Les yeux dans les archives * rétroActif

Mettons nous dans l’ambiance avec une animation du merveilleux Piotr Kamler, sur une musique de Bernard Parmegiani :
l’Araignélephant

 

 

 Revenons au 12 novembre 2011, au festival. RETRO-ACTIF : des machines anciennes pour des musiques d’aujourd’hui, des concerts et des rencontres organisés par le Groupe de Recherche Musicales, à la Gaité Lyrique ( Paris )

Tout l’après-midi, on peut s’installer devant des films du temps du Service de la Recherche de la Radio télévision française, dans une salle de projection confortable.

Je viens spécialement voir des courts-métrages d’animation avec des musiques composées par l’illustre Bernard Parmegiani.

Je me ravis.

La salle est déjà obscure. Je m’assois où je peux avec mon matériel, caméra, micro et accessoires. Mon voisin pousse ses affaires, je dois m’étaler au delà des convenances. Sur l’écran, je vois un homme faire bouger des toiles d’araignées géantes au rythme de la musique. C’est magnifique. Les gestes du manipulateur des toiles rentrent en dialogue avec les mouvements de la musique. Je suis prise par une violente émotion. Pourquoi ne voit-on plus ce genre de programme à la télévision d’aujourd’hui ? Je me retourne brutalement vers le voisin le plus proche: un vieil homme coiffé d’une casquette hatteras.

Excusez-moi, mais le travail de Bernard Parmegiani est-il déjà passé ?

Il me répond en s’approchant :

 Comment ? Vous connaissez Bernard Parmegiani ?
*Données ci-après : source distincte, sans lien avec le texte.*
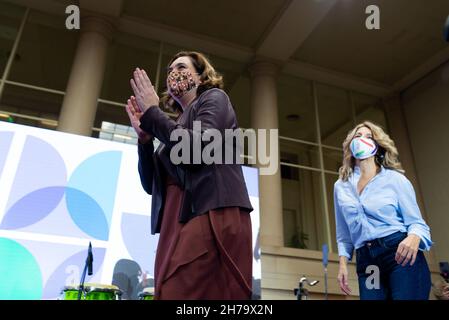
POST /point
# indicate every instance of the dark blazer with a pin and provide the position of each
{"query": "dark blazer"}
(206, 186)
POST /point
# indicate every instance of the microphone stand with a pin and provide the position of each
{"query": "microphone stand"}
(87, 268)
(325, 262)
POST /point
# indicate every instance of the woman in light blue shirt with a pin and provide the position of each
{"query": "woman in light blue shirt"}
(377, 215)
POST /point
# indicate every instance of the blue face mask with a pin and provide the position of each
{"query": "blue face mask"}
(363, 148)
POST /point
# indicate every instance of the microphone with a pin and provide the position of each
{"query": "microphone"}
(325, 255)
(90, 260)
(446, 30)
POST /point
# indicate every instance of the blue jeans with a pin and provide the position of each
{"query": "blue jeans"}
(392, 281)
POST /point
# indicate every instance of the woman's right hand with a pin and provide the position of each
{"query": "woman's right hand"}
(134, 115)
(343, 276)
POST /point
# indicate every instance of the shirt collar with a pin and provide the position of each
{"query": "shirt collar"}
(357, 170)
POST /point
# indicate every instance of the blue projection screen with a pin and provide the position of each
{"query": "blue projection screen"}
(59, 191)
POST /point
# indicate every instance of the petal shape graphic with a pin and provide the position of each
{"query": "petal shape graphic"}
(32, 208)
(20, 275)
(97, 176)
(70, 271)
(87, 214)
(40, 166)
(139, 242)
(5, 143)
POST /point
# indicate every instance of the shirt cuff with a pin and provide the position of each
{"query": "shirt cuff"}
(345, 250)
(426, 243)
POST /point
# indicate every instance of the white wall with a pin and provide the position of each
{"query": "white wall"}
(426, 110)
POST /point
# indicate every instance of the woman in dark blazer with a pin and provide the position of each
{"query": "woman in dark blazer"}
(200, 210)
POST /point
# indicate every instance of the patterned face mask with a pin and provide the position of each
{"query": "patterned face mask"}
(180, 82)
(363, 148)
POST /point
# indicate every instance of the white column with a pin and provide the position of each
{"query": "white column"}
(264, 115)
(86, 78)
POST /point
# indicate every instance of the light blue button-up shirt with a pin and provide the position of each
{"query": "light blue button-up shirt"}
(386, 205)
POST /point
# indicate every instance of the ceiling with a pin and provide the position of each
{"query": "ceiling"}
(328, 36)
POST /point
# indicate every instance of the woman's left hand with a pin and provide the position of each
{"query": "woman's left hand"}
(408, 249)
(144, 92)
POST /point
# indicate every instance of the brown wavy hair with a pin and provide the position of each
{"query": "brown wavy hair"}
(387, 154)
(208, 76)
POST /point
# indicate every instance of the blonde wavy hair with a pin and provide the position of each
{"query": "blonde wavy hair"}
(208, 76)
(387, 154)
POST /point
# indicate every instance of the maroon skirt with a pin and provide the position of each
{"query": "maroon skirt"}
(209, 257)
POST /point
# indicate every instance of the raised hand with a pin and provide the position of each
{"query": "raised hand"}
(144, 92)
(134, 115)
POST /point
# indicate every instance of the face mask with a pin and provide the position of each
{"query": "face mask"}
(179, 83)
(363, 148)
Vous l’avez deviné, c’est lui. Je bégaye un coup puis me retourne doucement vers l’écran, honteuse. La lumière se rallume. Je bafouille de nouveau devant le compositeur. Il s’en va, et me fais signe de le suivre pour parler en dehors de la salle. Mais là, sept personnes lui sautent dessus et vantent ses créations musicales. Je m’éloigne la tête basse.
Plusieurs heures plus tard, à la sortie de la première série de concerts, il est là, au détour d’un escalier. Il me regarde, fixe, arrêté. Je le regarde, dans la même position. L’instant est interminable. Entre nous deux, la foule a fini de passer. Je le rejoins sur sa rive et lui explique enfin que j’aimerais faire un film, un documentaire, avec lui et les compositeurs qui ont déterminé le sort de la musique concrète. Il rougit et me lance :

 Faut pas exagérer, la musique concrète, il n’y a pas que moi, il y a eu d’abord Schaeffer… et les autres… enfin, venez à mon studio. Ah, j’ai oublié mon agenda. Je vous donne mon numéro ?

Je crois le quitter jusqu’à mon prochain retour dans la capitale. Je suis gagnée par un grand respect, devant l’humilité de cet homme malgré le nombre de ses récompenses internationales.
Le lendemain, je retourne dans les lieux. L’après-midi est consacré à une exposition des machines utilisées pendant les concerts, en compagnie de leurs compositeurs. Le public est invité à les essayer. Je veux les filmer.
A ma grande surprise, Bernard Parmegiani est là, seul, au milieu de la salle.

Il me voit et me lance un joyeux « héhé ! », fais signe de le rejoindre.
Je m’exécute, et le salue.
Tout l’après-midi, il me guide au travers des machines… Sur le chemin, nous rencontrons Beatriz Ferreyra et Lionel Marchetti. Je filme.